Jul. 31, 2008 5:34 PM - [ post comment ]
The title sounds more exciting than the articale actually is. But the article is still interesting nevertheless because it is something I haven't really heard anyone bring up
I noticed with a few girls, who I would consider to be my friends and who i have had sex with, will adopt this interesting attitude after I have sex with them for the first time. In this state begin to hit me with comments that are much more acrid than negs. It is as if they would like to tear me down from some superioir position I may be at. When I sense the acrid comment, I usually pretend I didn't hear it or just smile and move on...something to show that the comment didn't hurt because I know they are doing it on purpose. It doesn't hurt me, it makes me feel sorry for them because it sounds like the comments are coming from a desperate place in their being.
Because they are my friends, after having sex with them I'd immediately call them later in the day just to check up on them. One girl even discussed, right before sex, that it "better not get all awkward between us". And it hasn't. I still talk to these girls, I still hang out with them. I haven't had sex more than once with them. These particular girls I have only had sex with once are the only ones that have adopted the somewhat acidic attitude.

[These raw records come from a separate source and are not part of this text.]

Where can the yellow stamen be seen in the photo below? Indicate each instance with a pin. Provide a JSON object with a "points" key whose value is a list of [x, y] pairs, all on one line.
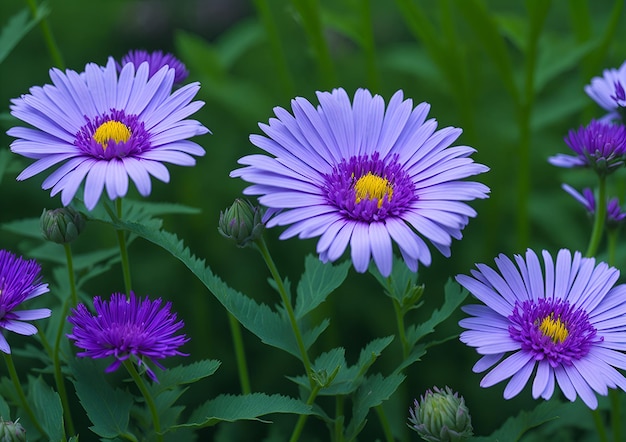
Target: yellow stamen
{"points": [[111, 130], [372, 186], [554, 329]]}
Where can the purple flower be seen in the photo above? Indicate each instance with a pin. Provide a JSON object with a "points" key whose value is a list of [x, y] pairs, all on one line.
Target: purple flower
{"points": [[359, 174], [103, 129], [125, 328], [19, 281], [156, 60], [566, 322], [601, 146], [608, 92]]}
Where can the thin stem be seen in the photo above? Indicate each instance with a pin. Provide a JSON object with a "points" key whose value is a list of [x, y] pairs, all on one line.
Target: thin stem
{"points": [[147, 396], [288, 308], [240, 355], [20, 393], [598, 222], [53, 49]]}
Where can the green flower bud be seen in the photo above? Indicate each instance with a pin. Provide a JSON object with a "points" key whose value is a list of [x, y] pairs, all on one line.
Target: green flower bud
{"points": [[62, 225], [11, 431], [441, 416], [242, 222]]}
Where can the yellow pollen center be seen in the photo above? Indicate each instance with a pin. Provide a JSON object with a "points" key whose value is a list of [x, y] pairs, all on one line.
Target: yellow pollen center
{"points": [[372, 186], [111, 130], [554, 329]]}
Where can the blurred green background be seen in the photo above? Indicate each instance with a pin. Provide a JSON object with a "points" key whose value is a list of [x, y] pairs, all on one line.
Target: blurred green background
{"points": [[511, 74]]}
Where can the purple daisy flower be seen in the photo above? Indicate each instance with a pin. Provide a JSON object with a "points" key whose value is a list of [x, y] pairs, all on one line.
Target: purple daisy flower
{"points": [[361, 174], [600, 145], [125, 328], [608, 92], [566, 322], [104, 129], [20, 280], [156, 60]]}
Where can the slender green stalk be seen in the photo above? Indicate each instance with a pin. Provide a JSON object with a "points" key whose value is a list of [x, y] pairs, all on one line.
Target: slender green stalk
{"points": [[53, 49], [20, 393], [600, 216], [260, 243], [240, 354], [147, 396]]}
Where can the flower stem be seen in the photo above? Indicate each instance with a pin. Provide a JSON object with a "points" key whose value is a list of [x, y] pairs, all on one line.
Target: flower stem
{"points": [[598, 223], [147, 396], [260, 243], [20, 393], [240, 355]]}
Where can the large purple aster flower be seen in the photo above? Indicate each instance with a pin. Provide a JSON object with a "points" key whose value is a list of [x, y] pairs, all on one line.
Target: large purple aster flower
{"points": [[566, 324], [361, 174], [20, 280], [608, 92], [103, 129], [125, 328], [156, 60]]}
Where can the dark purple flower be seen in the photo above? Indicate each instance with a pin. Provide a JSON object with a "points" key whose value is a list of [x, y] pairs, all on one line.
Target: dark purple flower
{"points": [[600, 145], [125, 328], [156, 60], [19, 281]]}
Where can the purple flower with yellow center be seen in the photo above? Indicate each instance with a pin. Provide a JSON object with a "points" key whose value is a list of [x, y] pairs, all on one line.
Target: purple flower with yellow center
{"points": [[156, 60], [600, 145], [565, 324], [127, 328], [103, 128], [359, 174], [608, 92], [20, 280]]}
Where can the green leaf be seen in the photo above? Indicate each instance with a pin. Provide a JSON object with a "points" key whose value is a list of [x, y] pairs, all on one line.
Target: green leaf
{"points": [[317, 282], [108, 408], [47, 407], [228, 408]]}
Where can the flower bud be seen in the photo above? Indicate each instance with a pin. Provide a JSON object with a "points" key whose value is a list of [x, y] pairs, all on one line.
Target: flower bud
{"points": [[62, 225], [242, 222], [441, 416], [11, 431]]}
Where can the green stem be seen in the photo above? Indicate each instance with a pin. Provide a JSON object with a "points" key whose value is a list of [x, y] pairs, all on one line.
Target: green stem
{"points": [[147, 396], [53, 49], [260, 243], [20, 393], [240, 355], [600, 216]]}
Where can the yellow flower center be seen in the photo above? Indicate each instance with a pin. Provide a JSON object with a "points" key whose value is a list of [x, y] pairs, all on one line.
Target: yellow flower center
{"points": [[372, 186], [554, 329], [111, 130]]}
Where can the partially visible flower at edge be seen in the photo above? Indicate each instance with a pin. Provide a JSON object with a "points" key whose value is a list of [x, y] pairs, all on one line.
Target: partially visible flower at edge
{"points": [[127, 327], [566, 321], [441, 416], [599, 145], [103, 129], [20, 280], [357, 173], [156, 60]]}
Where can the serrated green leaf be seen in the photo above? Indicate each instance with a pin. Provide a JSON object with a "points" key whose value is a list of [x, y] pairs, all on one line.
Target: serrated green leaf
{"points": [[318, 281], [228, 408], [47, 407]]}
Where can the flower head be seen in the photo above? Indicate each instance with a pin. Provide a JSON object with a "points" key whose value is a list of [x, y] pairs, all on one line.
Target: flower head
{"points": [[608, 92], [20, 280], [565, 322], [441, 416], [103, 129], [357, 173], [600, 145], [156, 60], [127, 327]]}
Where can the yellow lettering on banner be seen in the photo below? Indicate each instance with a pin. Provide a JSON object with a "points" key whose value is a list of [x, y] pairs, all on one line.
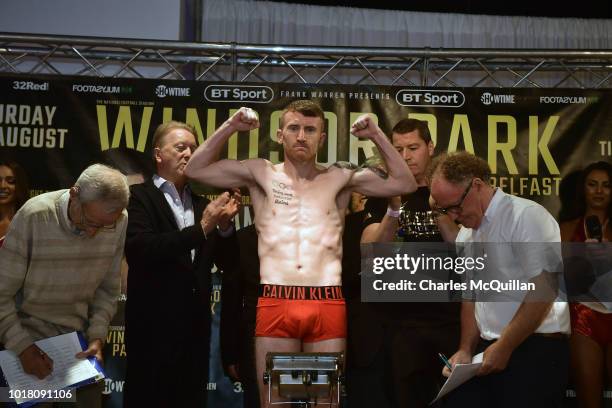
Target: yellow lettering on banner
{"points": [[102, 126], [461, 126], [534, 186], [123, 125], [432, 123], [332, 139], [495, 145], [541, 145], [355, 144], [145, 123], [191, 118]]}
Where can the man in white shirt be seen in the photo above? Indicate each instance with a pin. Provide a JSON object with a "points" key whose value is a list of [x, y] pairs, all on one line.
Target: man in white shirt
{"points": [[524, 341]]}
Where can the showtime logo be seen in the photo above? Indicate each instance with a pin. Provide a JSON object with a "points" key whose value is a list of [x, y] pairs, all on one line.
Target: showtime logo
{"points": [[162, 91], [488, 98], [417, 97]]}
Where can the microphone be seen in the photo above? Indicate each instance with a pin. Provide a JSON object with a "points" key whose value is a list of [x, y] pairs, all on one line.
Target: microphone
{"points": [[593, 227]]}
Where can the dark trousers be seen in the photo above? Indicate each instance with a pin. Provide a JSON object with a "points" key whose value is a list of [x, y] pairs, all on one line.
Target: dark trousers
{"points": [[536, 377], [406, 371]]}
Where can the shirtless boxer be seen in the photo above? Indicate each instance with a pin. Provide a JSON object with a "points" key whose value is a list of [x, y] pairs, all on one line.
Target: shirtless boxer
{"points": [[300, 208]]}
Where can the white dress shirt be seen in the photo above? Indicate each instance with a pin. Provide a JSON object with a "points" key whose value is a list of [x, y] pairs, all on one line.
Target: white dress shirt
{"points": [[510, 219]]}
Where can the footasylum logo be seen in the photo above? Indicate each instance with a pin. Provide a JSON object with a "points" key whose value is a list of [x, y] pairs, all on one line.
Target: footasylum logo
{"points": [[104, 89], [238, 93], [488, 98], [430, 97]]}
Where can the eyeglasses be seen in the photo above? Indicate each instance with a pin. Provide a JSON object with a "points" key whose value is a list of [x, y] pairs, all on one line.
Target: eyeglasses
{"points": [[85, 222], [456, 208]]}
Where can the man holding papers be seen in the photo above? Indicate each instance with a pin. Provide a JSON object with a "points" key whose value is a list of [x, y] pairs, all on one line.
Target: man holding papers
{"points": [[524, 339], [59, 268]]}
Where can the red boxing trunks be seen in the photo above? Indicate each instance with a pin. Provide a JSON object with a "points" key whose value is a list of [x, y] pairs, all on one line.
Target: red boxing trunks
{"points": [[591, 323], [308, 313]]}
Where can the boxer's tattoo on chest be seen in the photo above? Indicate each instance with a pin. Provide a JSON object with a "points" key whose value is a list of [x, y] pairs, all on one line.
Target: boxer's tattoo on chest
{"points": [[281, 192]]}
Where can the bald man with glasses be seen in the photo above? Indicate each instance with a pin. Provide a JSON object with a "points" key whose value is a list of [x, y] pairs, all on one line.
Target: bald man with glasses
{"points": [[524, 338]]}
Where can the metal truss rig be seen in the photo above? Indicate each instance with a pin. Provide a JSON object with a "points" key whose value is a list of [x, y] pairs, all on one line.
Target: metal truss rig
{"points": [[230, 62]]}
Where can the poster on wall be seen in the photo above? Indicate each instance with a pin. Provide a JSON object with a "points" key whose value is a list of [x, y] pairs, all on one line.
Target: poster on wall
{"points": [[533, 139]]}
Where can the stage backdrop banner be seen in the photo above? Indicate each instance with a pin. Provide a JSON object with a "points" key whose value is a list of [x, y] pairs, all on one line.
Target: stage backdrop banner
{"points": [[55, 127]]}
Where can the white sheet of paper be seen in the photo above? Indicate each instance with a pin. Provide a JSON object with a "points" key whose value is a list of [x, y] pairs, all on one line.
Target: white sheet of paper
{"points": [[67, 369], [460, 374]]}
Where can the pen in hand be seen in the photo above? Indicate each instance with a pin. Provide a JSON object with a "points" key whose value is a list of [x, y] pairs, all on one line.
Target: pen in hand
{"points": [[446, 362]]}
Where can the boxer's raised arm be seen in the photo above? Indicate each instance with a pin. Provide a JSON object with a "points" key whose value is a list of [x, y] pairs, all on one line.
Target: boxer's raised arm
{"points": [[398, 178]]}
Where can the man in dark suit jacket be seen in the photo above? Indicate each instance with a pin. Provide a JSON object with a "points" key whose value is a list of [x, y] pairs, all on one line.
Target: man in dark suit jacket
{"points": [[173, 238]]}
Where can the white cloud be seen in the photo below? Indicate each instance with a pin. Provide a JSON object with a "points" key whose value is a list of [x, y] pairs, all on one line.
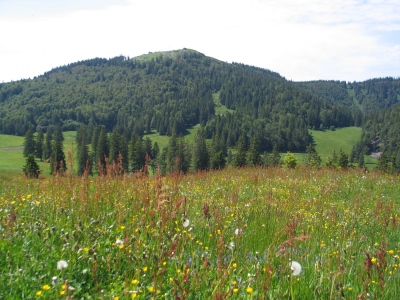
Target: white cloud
{"points": [[302, 40]]}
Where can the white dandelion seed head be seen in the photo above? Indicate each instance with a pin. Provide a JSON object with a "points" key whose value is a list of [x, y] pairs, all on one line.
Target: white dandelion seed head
{"points": [[186, 223], [295, 267], [62, 264]]}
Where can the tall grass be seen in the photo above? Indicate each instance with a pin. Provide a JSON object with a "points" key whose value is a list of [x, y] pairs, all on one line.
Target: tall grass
{"points": [[218, 235]]}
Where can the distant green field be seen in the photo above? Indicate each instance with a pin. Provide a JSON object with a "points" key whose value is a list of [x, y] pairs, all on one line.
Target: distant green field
{"points": [[11, 153], [12, 160], [343, 138], [220, 109]]}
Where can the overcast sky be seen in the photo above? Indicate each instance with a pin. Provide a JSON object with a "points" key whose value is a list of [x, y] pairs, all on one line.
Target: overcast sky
{"points": [[300, 39]]}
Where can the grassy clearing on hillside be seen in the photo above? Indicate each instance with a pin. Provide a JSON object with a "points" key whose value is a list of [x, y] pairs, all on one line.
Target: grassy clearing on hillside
{"points": [[11, 153], [220, 109], [229, 234], [342, 138], [12, 160], [11, 148]]}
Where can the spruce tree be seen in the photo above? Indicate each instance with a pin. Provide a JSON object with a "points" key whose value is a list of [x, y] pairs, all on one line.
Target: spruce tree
{"points": [[124, 151], [57, 157], [343, 160], [29, 143], [239, 159], [83, 157], [31, 168], [201, 158], [47, 144], [217, 157], [275, 158], [312, 159], [115, 148], [137, 155], [254, 154], [39, 144], [289, 161], [102, 151]]}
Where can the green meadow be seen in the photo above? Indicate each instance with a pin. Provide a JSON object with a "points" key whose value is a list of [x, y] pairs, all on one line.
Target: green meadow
{"points": [[251, 233], [12, 160]]}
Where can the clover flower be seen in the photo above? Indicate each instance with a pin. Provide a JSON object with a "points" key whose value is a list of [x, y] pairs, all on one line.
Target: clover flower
{"points": [[186, 223], [295, 267], [62, 264], [238, 231]]}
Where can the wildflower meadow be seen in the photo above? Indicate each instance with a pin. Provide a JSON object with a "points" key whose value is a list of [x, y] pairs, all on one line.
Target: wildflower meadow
{"points": [[251, 233]]}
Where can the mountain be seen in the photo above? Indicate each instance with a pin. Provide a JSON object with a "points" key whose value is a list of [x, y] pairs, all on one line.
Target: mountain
{"points": [[171, 91], [379, 102]]}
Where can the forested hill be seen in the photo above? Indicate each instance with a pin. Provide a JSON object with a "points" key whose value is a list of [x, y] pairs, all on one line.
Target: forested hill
{"points": [[170, 91], [378, 100]]}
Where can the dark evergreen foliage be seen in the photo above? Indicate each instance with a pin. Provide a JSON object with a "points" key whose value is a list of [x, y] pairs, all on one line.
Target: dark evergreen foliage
{"points": [[31, 168]]}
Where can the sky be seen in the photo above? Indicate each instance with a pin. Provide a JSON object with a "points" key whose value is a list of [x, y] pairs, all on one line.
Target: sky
{"points": [[302, 40]]}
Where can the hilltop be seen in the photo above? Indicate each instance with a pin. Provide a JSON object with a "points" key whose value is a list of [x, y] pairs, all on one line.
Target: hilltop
{"points": [[169, 92]]}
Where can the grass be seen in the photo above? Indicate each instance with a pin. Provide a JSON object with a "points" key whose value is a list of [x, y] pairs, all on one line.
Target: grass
{"points": [[329, 141], [11, 153], [216, 235], [220, 109], [12, 160]]}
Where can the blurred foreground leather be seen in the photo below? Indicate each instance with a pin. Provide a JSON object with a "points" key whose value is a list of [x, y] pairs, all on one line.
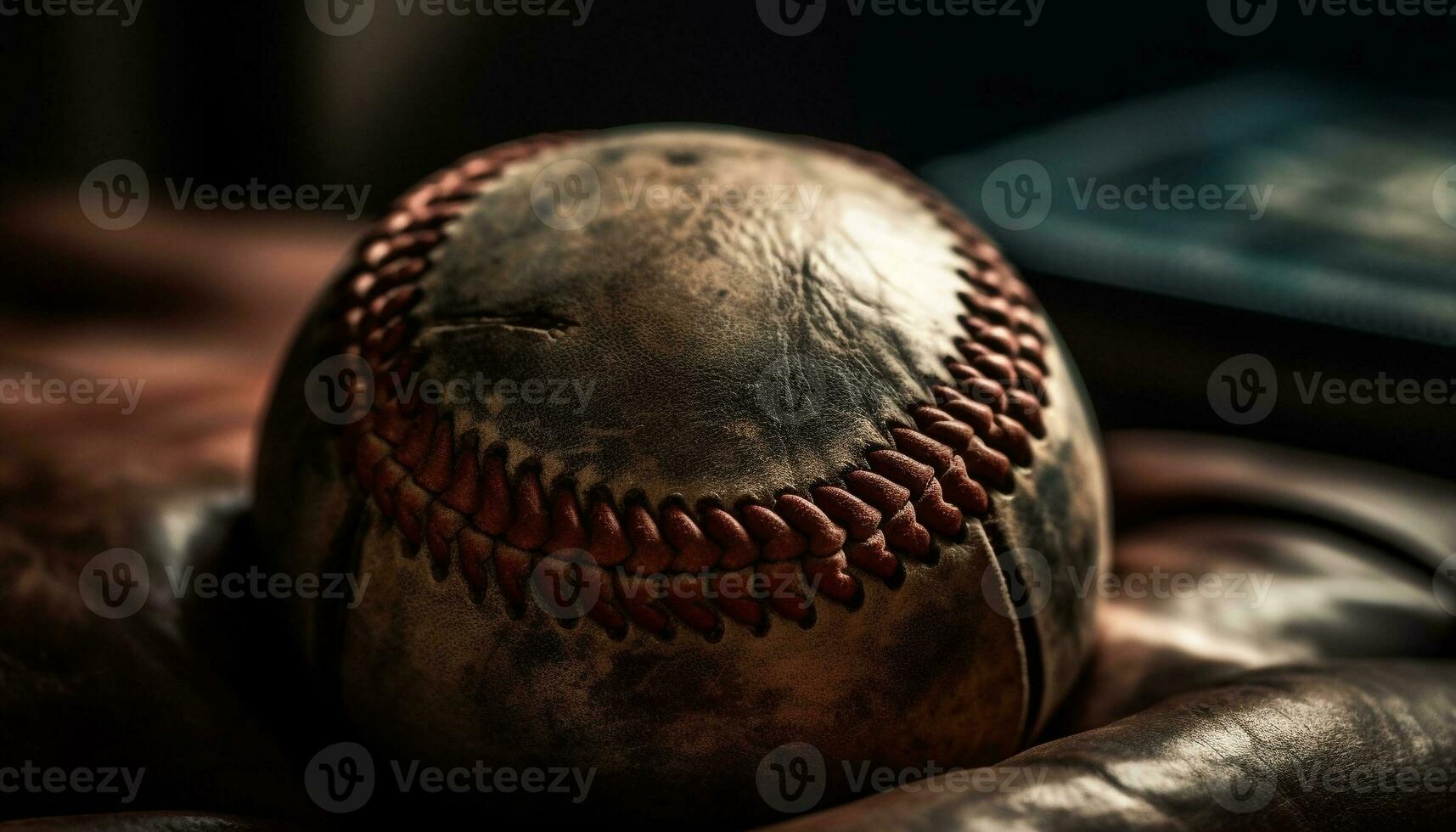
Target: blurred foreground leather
{"points": [[1280, 710]]}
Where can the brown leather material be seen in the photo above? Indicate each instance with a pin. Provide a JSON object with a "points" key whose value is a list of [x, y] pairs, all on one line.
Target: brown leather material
{"points": [[1296, 593], [1354, 745], [688, 323], [1164, 472], [160, 689]]}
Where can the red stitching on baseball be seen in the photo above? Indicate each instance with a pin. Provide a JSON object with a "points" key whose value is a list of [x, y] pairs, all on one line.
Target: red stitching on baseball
{"points": [[464, 508]]}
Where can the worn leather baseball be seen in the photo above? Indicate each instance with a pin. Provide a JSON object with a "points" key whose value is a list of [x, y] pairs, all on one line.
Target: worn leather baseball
{"points": [[775, 410]]}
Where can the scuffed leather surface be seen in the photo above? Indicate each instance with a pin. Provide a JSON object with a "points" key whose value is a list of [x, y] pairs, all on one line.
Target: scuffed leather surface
{"points": [[1226, 713], [160, 689], [1270, 750], [679, 318], [1346, 598]]}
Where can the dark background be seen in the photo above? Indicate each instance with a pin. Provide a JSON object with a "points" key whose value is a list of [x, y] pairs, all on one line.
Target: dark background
{"points": [[232, 91]]}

On the other hand, there is a group of girl friends that I have who, after having sex with multiple times, still talk to me a lot, hang out with me, and are nice to me. They're attitude hasn't changed. In fact, I'd say we are closer now after having sex.
But my focus is on the first group of girls. Have any of you experienced this? It seems as though the girls feel like they have lost some kind of power having sex with me and need to use acid remarks to cut my man-ego down. That could just be my ego talking though. I see what is going on, and it doesn't hurt me, but I want to know what to do about it so my gril friends can be my girl FRIENDS again.